Eleven million people are at risk of death from hunger and thirst as the effects of continuing drought in East Africa are compounded by regional conflict, the UN special investigator on the right to food has warned.

"Severe droughts coupled with the effects of past and present conflicts have led to acute shortages of water and food," UN special rapporteur Jean Ziegler said Monday.

The drought and resulting lack of food already affects six million people in parts of Somalia, Ethiopia and Kenya, the European Commission estimates.

Hundreds of people and tens of thousands of livestock have died since the drought began last autumn, when rains failed following a decade of low rainfall. The coming months are not likely to bring relief, as rains between March and May are expected to be below average.

Louis Michel, the European Commissioner for Development and Humanitarian Aid, said:

"The lack of rain in parts of East Africa has put the livelihoods of millions of people at risk. The problem is not the lack of food. It's just that many farmers face losing their cattle and are just too poor to buy the food that is available."

The UN special envoy to the Horn of Africa, Kjell Bondevik, has blamed the lack of rain over the last two seasons on climate change.
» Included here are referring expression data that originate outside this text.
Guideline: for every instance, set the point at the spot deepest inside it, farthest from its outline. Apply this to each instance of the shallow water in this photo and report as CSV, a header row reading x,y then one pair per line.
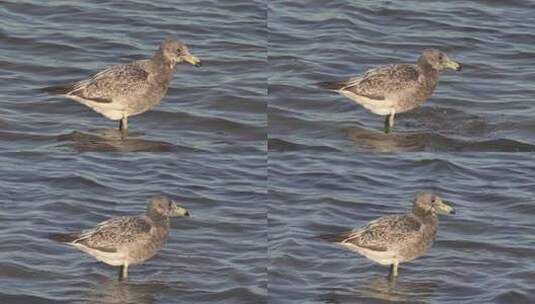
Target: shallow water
x,y
485,107
483,254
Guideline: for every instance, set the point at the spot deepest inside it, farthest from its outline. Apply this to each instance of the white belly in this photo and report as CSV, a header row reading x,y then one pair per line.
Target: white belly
x,y
379,107
110,258
109,110
380,257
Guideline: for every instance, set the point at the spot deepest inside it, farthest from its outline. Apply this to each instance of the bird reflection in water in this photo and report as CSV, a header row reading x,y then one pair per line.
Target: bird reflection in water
x,y
112,140
383,289
111,291
373,140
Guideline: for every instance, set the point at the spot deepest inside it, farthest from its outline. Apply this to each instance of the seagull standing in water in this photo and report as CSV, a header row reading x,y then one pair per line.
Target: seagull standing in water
x,y
127,240
395,88
129,89
394,239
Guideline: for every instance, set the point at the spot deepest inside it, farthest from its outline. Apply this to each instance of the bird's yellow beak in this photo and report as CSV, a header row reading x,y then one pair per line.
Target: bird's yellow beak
x,y
193,60
454,65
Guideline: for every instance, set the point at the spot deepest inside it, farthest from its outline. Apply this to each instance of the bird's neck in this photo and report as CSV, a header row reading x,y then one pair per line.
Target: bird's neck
x,y
427,68
159,219
162,61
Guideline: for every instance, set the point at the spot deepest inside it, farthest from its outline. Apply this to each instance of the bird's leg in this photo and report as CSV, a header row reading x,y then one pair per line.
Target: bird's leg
x,y
123,124
389,121
123,272
393,271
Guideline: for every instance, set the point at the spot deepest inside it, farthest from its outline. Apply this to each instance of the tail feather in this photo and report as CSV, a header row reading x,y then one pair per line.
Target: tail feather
x,y
333,85
336,238
64,237
60,89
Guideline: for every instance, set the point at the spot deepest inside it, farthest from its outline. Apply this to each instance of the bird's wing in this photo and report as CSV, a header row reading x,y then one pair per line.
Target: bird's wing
x,y
113,233
378,82
118,80
379,234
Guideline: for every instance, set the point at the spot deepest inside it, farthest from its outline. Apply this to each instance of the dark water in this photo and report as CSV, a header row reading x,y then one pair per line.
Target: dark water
x,y
483,254
486,107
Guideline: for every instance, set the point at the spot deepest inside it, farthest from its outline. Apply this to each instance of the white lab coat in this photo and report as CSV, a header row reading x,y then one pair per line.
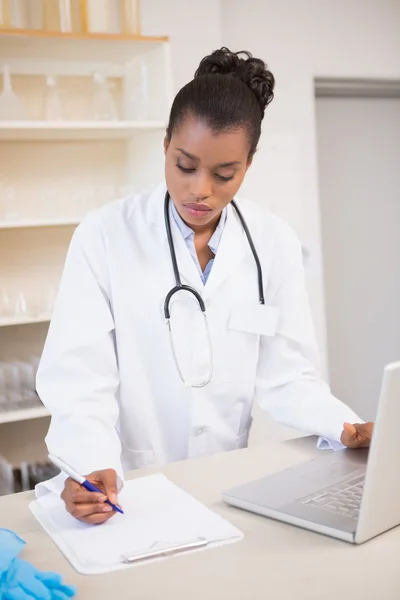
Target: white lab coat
x,y
107,373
The European Commission said Tuesday it will give an extra 5m euros in emergency humanitarian aid to East Africa, adding to the 73m euros it has allocated to the crisis so far.

Europe also funds longer-term research and projects aimed at improving water governance, water supply and sanitation infrastructure in Africa.
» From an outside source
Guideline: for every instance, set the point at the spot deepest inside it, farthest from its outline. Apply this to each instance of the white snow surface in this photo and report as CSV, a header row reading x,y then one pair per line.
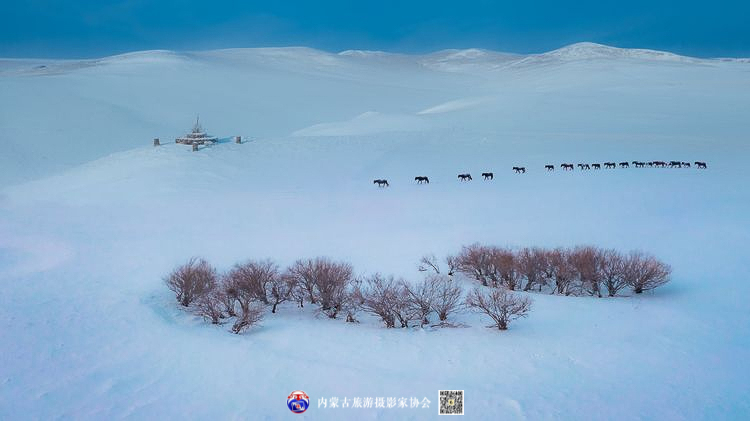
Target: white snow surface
x,y
92,217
As government and business representatives debate the global water crisis at the Fourth Water Forum in Mexico (March 16-22), the Commission reviewed water projects so far funded through its Research Framework Programme.
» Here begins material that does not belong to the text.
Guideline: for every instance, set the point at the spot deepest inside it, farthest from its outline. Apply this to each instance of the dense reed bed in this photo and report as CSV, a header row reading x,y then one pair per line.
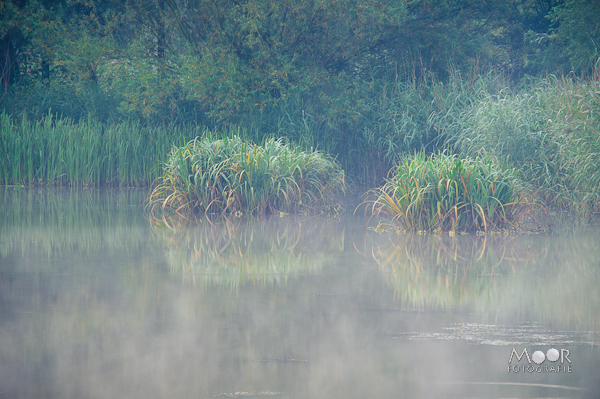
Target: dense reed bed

European Science and Research Commissioner Janez Potoènik said: "Good policy is based on good science. This review shows that the research we have done in water management so far has helped put better policy in place."

The Commission's Water Facility, which funds water access projects in Africa, the Caribbean and Pacific regions, looks to allocate a further 178m euros to the second batch of projects. A call for project proposals is to be launched on 31 March.

90% of Water Facility money so far has gone to Africa, where over a third of the population has no access to clean drinking water.